Edition 25: Book Review: War God Rising by Tim Marquitz
Reviewed by Damien Smith
Once I’d happened upon a book billed as “Monty Python meets Gladiator”, purporting to combine my loves of absurd humour and gratuitous sword-and-sorcery violence, there was no way I was returning to my ever-teetering To Read pile without first giving War God Rising a go.
However having now finished the book, Monty Python didn’t feel quite right to me. Perhaps the closest I could see to the mix of inappropriate humour and over-the-top violence would be the Mr Creosote sketch from Monty Python’s the meaning of life (minus the wafer thin mint, more’s the pity). But having just seen the Deadpool movie the same week as reading this, I would call it a lot closer in tone to that than classic Python. For the record, I loved Deadpool.
Our two main characters are Bess the sorceress and Kaede the ex-pit fighter. The span of the story follows their efforts to pull off one final big pay day to set them up for life, by rigging the War God tournament. To achieve this end they need a patsy; someone with the right look, skills and lack of brains, who could fight their way through a series of deadly opponents without ever realising how much the deck is stacked in their favour.

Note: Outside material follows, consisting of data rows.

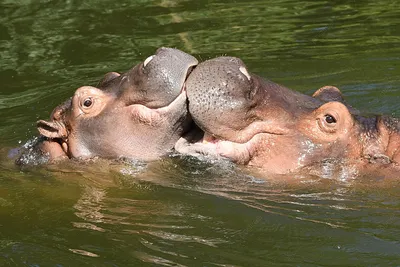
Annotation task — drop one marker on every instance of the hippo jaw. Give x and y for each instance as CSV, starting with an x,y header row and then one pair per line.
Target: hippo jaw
x,y
128,115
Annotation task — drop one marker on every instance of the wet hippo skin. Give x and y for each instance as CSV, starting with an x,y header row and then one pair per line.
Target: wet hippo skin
x,y
252,121
139,114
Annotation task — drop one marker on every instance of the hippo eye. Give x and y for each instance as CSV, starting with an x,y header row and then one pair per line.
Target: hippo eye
x,y
88,102
330,119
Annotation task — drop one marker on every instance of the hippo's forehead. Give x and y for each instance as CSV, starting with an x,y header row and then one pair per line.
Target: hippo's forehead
x,y
223,83
61,110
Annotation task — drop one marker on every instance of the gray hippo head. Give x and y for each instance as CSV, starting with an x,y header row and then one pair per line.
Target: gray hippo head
x,y
139,114
253,121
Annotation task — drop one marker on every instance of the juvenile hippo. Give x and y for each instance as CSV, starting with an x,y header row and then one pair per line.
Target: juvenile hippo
x,y
253,121
140,114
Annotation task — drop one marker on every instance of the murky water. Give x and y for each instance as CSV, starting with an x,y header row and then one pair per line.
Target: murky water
x,y
183,211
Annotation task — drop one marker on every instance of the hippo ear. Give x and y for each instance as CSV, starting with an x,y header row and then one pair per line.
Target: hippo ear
x,y
52,129
334,119
328,94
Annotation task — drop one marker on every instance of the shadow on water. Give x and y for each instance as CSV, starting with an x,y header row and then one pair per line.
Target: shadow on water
x,y
183,211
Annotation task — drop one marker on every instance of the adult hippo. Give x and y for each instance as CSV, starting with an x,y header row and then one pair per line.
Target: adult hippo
x,y
140,114
253,121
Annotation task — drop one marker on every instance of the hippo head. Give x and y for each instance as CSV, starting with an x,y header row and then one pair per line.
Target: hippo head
x,y
257,122
139,114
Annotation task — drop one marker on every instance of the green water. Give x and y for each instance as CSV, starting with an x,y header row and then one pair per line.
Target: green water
x,y
183,211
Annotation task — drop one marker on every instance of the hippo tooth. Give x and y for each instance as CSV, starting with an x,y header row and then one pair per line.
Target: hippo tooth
x,y
244,71
147,60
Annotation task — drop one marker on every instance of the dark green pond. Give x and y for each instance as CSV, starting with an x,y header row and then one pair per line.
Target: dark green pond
x,y
183,211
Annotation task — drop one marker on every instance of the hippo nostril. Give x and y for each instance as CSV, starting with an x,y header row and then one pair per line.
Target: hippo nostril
x,y
147,60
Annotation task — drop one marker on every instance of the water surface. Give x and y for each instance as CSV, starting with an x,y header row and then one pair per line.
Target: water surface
x,y
183,211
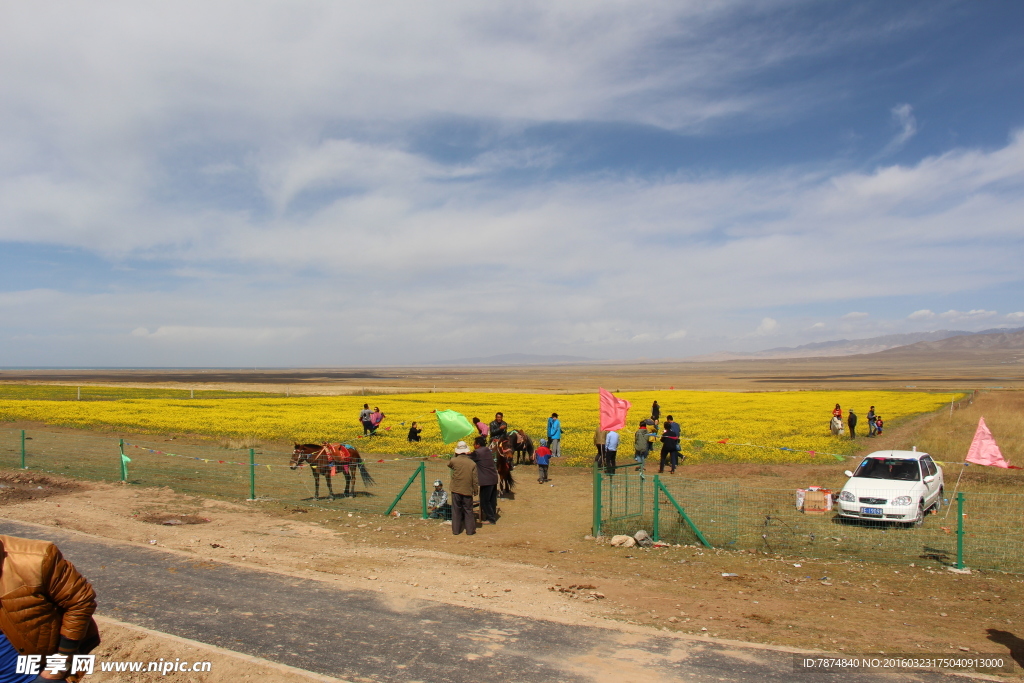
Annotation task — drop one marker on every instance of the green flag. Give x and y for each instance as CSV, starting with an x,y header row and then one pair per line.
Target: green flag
x,y
454,426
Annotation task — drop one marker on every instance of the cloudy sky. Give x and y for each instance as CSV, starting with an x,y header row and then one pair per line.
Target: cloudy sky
x,y
333,183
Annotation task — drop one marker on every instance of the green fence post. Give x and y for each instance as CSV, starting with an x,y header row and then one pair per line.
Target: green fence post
x,y
421,468
657,513
252,474
423,489
960,530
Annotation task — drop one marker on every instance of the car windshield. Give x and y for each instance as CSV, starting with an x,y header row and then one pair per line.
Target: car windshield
x,y
889,468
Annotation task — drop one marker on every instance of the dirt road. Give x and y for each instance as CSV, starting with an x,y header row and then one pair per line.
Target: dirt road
x,y
364,635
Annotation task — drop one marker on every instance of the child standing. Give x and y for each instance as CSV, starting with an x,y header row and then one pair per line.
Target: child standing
x,y
543,457
414,433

Enter Sand, the oafish, dim-witted, deviant slab of muscle about to be hanged for his penchant for romantic trysts with the woollier variety of farm animal. Indebted to Kaede and Bess for saving him, and with a head full of glory at becoming War God, Sand is the perfect combination of tough, brash and stupid to give their scheme a fighting chance.
What follows is an almost unrelenting combination of cunning plans, cheap fart jokes, genuine belly laughs and stomach-turning gore as our scheming duo pull every dirty trick they can in an effort to shunt Sand through to the final bout of the tournament. The character development was sufficient enough for me to empathise with Kaede and Bess despite their flaws, and to almost feel sorry for the immensely dislikeable Sand when we discover he’s going to get hung out to dry.
This is an excellent mixture of high fantasy and low-brow humour. It’s no sprawling epic at a whisker under two hundred pages, but this style of story wouldn’t work over 150,000 words. The humour is dark, the gore slightly darker (in a fetching shade of red mixed with grey matter) and the ending no real surprise given the build-up. Undoubtedly not for everyone, this was nevertheless an immensely fun ride while it lasted.
War God Rising (Tim Marquitz)
Amazon Digital Services, 2016
Satire/Humour
ASIN-13: B01B1SL422
Being a writer requires dedication, commitment, devotion, diligence, a skin like an armadillo and a whole lot of blood, sweat and tears. By this definition, Damien is most definitely not a writer, although he does occasionally put pen to paper. More accurately, Damien is a lover of the written word in nearly all its forms (you can keep vampire romances) and always feels a little down if he can see over his To Read pile.